Bursa, jelas Nyoman, juga meminta manajemen Garuda Indonesia untuk membawa dokumen kontrak kerja sama dengan Mahata. Dokumen kerja sama itu akan disesuaikan dengan Pernyataan Standar Akuntansi Keuangan (PSAK).

“Kami harapkan besok (hari ini) mereka akan membawa kontrak atau perjanjiannya sehingga kami bisa tahu ini background-nya apa, nature transaksinya apa, sehingga baru kami bisa hubungkan bagaimana pencatatan atau recognation atas revenue itu sesuai dengan PSAK-nya,” ungkap dia.

Menurut Nyoman, secara akrual, ­piutang boleh dimasukkan ke ­pendapatan. “Itu kan hal yang umum karena memang ada prinsip untuk akrual. Hanya kan ­nature transaksinya yang perlu diperoleh,” tutur Nyoman.

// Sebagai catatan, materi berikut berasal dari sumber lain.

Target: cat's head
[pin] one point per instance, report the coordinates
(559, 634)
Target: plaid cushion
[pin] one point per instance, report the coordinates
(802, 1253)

Bursa sebelumnya telah mempelajari laporan keuangan Garuda Indonesia di 2018. Tahun lalu, Garuda Indonesia mencatat laba bersih sebanyak US$809,85 ribu. Laba tersebut akhirnya terbentuk karena meningkatnya pendapatan usaha lainnya yang mencapai US$306,88 juta.

Perlu penjelasan
Pada saat rapat umum pemegang saham (RUPS), dua komisaris maskapai pelat merah tersebut keberatan atas pengakuan laporan keuangan tersebut. Dalam laporan keuangan Garuda ­Indonesia terdapat pengakuan pendapatan atas transaksi perjanjian kerja sama penyediaan layanan konektivitas dalam penerbangan antara PT Mahata Aero Teknologi dan PT Citilink Indonesia.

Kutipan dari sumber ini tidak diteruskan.